Radiology. 2024 Mar;310(3):e232255. doi: 10.1148/radiol.232255.
Background Large language models (LLMs) hold substantial promise for medical imaging interpretation. However, there is a lack of studies on their feasibility in handling reasoning questions associated with medical diagnosis. Purpose To investigate the viability of leveraging three publicly available LLMs to enhance consistency and diagnostic accuracy in medical imaging based on standardized reporting, with pathology as the reference standard. Materials and Methods US images of thyroid nodules with pathologic results were retrospectively collected from a tertiary referral hospital between July 2022 and December 2022 and used to evaluate malignancy diagnoses generated by three LLMs-OpenAI's ChatGPT 3.5, ChatGPT 4.0, and Google's Bard. Inter- and intra-LLM agreement of diagnosis were evaluated. Then, diagnostic performance, including accuracy, sensitivity, specificity, and area under the receiver operating characteristic curve (AUC), was evaluated and compared for the LLMs and three interactive approaches: human reader combined with LLMs, image-to-text model combined with LLMs, and an end-to-end convolutional neural network model.
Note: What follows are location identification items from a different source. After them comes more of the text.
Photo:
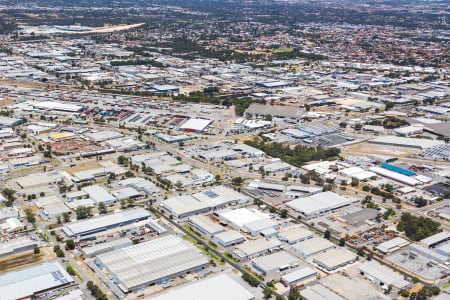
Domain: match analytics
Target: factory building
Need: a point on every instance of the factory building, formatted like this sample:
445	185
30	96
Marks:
29	282
102	223
155	261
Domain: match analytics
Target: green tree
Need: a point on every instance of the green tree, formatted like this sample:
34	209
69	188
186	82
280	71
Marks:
70	244
294	293
30	215
66	217
102	208
267	292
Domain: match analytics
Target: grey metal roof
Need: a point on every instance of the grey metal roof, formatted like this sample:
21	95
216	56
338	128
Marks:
85	226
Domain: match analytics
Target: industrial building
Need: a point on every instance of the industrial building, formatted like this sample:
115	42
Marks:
229	238
436	239
98	249
214	198
360	217
312	246
272	265
195	125
29	282
395	176
15	246
318	204
319	292
382	275
405	142
299	276
251	221
205	226
158	260
99	194
102	223
334	259
220	287
392	245
255	248
295	234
Results A total of 1161 US images of thyroid nodules (498 benign, 663 malignant) from 725 patients (mean age, 42.2 years ± 14.1 [SD]; 516 women) were evaluated. ChatGPT 4.0 and Bard displayed substantial to almost perfect intra-LLM agreement (κ range, 0.65-0.86 [95% CI: 0.64, 0.86]), while ChatGPT 3.5 showed fair to substantial agreement (κ range, 0.36-0.68 [95% CI: 0.36, 0.68]). ChatGPT 4.0 had an accuracy of 78%-86% (95% CI: 76%, 88%) and sensitivity of 86%-95% (95% CI: 83%, 96%), compared with 74%-86% (95% CI: 71%, 88%) and 74%-91% (95% CI: 71%, 93%), respectively, for Bard. Moreover, with ChatGPT 4.0, the image-to-text-LLM strategy exhibited an AUC (0.83 [95% CI: 0.80, 0.85]) and accuracy (84% [95% CI: 82%, 86%]) comparable to those of the human-LLM interaction strategy with two senior readers and one junior reader and exceeding those of the human-LLM interaction strategy with one junior reader. Conclusion LLMs, particularly integrated with image-to-text approaches, show potential in enhancing diagnostic medical imaging. ChatGPT 4.0 was optimal for consistency and diagnostic accuracy when compared with Bard and ChatGPT 3.5. © RSNA, 2024
背景 大型语言模型(LLMs)在医学影像解释方面具有很大的潜力。然而,关于它们在处理与医学诊断相关的推理问题方面的可行性的研究还很少。目的 研究利用三个公开可用的 LLM 来提高医学影像基于标准化报告的一致性和诊断准确性的可行性,以病理学为参考标准。材料与方法 回顾性收集了 2022 年 7 月至 2022 年 12 月期间一家三级转诊医院的甲状腺结节 US 图像,并附有病理结果,用于评估三个 LLM-OpenAI 的 ChatGPT 3.5、ChatGPT 4.0 和 Google 的 Bard-生成的恶性肿瘤诊断。评估了诊断的组内和组间一致性。然后,评估并比较了 LLM 与三种交互方法的诊断性能,包括准确性、敏感度、特异性和接收者操作特征曲线下的面积(AUC):人类读者与 LLM 结合、图像到文本模型与 LLM 结合以及端到端卷积神经网络模型。结果 共评估了 725 名患者(平均年龄 42.2 岁±14.1[SD];516 名女性)的 1161 个甲状腺结节的 US 图像(498 个良性,663 个恶性)。ChatGPT 4.0 和 Bard 显示出几乎完美的内部 LLM 一致性(κ 值范围,0.65-0.86[95%CI:0.64,0.86]),而 ChatGPT 3.5 显示出适度到良好的一致性(κ 值范围,0.36-0.68[95%CI:0.36,0.68])。与 Bard 相比,ChatGPT 4.0 的准确率为 78%-86%(95%CI:76%,88%),敏感度为 86%-95%(95%CI:83%,96%),而 Bard 的准确率为 74%-86%(95%CI:71%,88%),敏感度为 74%-91%(95%CI:71%,93%)。此外,与 ChatGPT 4.0 相比,图像到文本-LLM 策略的 AUC(0.83[95%CI:0.80,0.85])和准确率(84%[95%CI:82%,86%])与两名资深读者和一名初级读者的人类-LLM 交互策略相当,超过了一名初级读者的人类-LLM 交互策略。结论 LLM,特别是与图像到文本方法相结合,在增强诊断医学影像方面具有潜力。与 Bard 和 ChatGPT 3.5 相比,ChatGPT 4.0 在一致性和诊断准确性方面表现最佳。